The puzzle feels a little bit like it was designed for anyone old enough to have driven a PASEO (36A: Old Toyota coupe) or seen "Bedtime for BONZO" in the theater (27D: "Bedtime for ___"). Except for ALTPOP, it stays in pretty familiar, slightly olden crossword territory, though some of the cluing keeps us reasonably up to date: e.g. OLAF Scholz only just took office, and TOBY Keith is ... still alive, presumably. Speaking of OLAF, I made a specific note to remember that there was a new OLAF on the crossword clue horizon and I *still* forgot his name today. Or, rather, I thought, "well it can't be OLAF, that's a Scandinavian name..." Wrong. Well, right, it is a Norwegian name, but apparently it's a name in lots of countries, so ... welcome, New OLAF. I'm guessing you'll be with us for a Very long time. Aside from the hesitation around OLAF, the only other slower-downer I hit today was BANYAN TREE, and only because I figured I didn't know what it was (3D: Sacred Indian plant also called the strangler fig)—I thought "plant" was going to refer to some kind of herb or spice. I don't usually think of trees as plants, though, of course, they are. I left that side of the grid alone, but while I was solving the *other* side of the grid, some background program running in my brain went "psst, buddy—it's BANYAN TREE." And *that*, I've heard of. Seen BANYAN in crosswords. May actually have *learned* BANYAN from crosswords. After that, the only challenge was piecing together the ridiculous theme "message," and that was not, ultimately, that difficult. 

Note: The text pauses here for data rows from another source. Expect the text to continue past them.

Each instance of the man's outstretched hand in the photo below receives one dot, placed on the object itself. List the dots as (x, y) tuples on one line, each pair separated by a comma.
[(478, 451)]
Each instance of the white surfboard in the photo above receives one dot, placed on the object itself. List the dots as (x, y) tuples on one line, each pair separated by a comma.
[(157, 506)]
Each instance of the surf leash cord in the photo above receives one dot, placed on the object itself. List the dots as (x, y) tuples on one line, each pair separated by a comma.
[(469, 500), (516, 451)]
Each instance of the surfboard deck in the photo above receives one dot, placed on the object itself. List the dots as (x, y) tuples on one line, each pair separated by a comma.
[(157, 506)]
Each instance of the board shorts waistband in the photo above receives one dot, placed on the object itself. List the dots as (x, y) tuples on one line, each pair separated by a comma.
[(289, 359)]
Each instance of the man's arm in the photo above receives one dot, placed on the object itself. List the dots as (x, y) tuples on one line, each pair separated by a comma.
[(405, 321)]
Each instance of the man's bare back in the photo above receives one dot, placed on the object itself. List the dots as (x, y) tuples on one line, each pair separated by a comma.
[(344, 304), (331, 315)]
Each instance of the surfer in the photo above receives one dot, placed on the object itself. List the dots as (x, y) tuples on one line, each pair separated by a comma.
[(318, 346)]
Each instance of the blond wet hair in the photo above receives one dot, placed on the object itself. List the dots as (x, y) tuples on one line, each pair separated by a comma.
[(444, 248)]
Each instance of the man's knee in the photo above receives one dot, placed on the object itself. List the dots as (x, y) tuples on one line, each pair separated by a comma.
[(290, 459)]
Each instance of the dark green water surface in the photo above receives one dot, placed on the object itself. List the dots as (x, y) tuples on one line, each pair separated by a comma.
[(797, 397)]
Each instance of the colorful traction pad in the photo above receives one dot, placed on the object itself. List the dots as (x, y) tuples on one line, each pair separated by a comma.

I realized I'm never going to like SPITS clued as a verb (25D: Barely rains). Give me the roasting sticks or give me ... well, nothing. Cluing it in reference to rain doesn't de-salivate the answer, so, no, pass. Not sure why the PROM QUEENS clue (11D: These women "rule" the dance) wasn't something more playful and question-marky like [Women who rule the dance floor?] (that way, the phrasing is more natural and there's no need for the glaring quotation marks around "rule") Also, I think a. increasingly you are seeing PROM QUEENS who are not women (nonbinary and genderfluid people have "won" these "titles" in recent years), and b. schools are starting to do away with the heterosexist king/queen paradigm entirely. Still, I think PROM QUEENS is a good answer. It's a bright, original phrase, and it brings much needed pop to this otherwise fairly plain grid.